Hermione gets up and disregards her weak knees, as she disregarded her fears before, once upon a time in the Forest of Dean. She bends down and picks up a brush. For a moment she stares at the palette, brilliant in all shades of the chromatic circle.

Only true black, true grey and true white have been used so far.

She squishes her brush into the splodge of crimson joy. Rises, brandishes the brush like a weapon, like a wand—

—and delicately slides it over his lips.

Until his lips are swollen with her kisses.
Until he closes his eyes.
Until he smiles.

“There should be colour, for I love you. And I always will.”

The mute man turns. His brush, drenched in black, falls to the floor, a dry, hollow clattering noise that remains unnoticed.

He holds his hands out to her.

She grips her crimson brush harder, but allows him to draw her into his embrace.

In pungent swathes, red oil colour outlines the contours of a kiss.

A kiss of crimson joy.

…and a portrait that was never finished.


oooOooo
FINITE INCANTATEM
oooOooo


A/N: This was written for the LiveJournal community “hpcon_envy” for bambu345’s prompt “Hermione talks to Snape’s portrait a week following the Battle for Hogwarts.
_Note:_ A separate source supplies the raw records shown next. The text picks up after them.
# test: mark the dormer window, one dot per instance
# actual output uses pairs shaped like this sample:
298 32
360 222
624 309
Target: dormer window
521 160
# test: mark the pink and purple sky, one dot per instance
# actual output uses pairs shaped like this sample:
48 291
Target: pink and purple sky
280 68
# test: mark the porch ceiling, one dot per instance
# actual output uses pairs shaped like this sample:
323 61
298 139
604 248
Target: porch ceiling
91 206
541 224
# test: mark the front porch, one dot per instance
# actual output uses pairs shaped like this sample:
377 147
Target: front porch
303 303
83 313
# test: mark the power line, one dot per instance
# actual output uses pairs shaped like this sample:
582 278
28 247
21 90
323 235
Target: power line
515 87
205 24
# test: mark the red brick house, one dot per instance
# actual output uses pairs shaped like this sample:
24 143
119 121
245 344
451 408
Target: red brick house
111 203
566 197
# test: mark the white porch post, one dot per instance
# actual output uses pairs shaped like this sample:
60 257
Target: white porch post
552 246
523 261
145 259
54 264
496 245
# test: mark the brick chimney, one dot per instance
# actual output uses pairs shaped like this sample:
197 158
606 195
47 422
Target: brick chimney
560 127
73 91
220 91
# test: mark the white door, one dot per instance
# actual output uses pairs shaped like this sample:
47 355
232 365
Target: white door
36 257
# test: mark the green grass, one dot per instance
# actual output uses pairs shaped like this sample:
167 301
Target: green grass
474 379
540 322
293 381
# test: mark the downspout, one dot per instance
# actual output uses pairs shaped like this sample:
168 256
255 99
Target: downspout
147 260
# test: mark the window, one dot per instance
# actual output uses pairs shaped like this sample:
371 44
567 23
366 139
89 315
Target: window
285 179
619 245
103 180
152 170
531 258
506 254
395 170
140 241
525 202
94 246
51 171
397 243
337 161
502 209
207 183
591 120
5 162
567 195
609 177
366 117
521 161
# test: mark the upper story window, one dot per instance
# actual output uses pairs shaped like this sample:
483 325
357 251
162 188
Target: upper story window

  • the etymology of “bother” is from the Shorter Oxford English Dictionary and the Online Etymology Dictionary
  • the joke with the Dark Lord being only a Muggle pastiche refers to “The Lord of the Rings” by J.R.R. Tolkien
  • the book with the nameless ghosts and the priestess is Ursula K. LeGuin’s “The Tombs of Atuan”
  • the interpretation of Vol de Mort as “flight of death” was first made by Philip Nel
  • the William Blake quotes are from the poem “The Sick Rose”, the title of this story also alludes to this poem
  • the information quoted about William Blake is really from the Encyclopaedia Britannica, but I have no idea on which page (or if it’s really worded like that; I used the online edition)
  • the description of the does is lifted from “Deathly Hallows”
  • the information about black and white in art hails from a lecture when I majored in art at college level, some sixteen years ago
  • “and out of the silence, a face was drawn” is a reference to Ursula K. LeGuin’s poem “The Creations of Éa”

Many thanks to Mia Madwyn and Juniperus for beta-reading!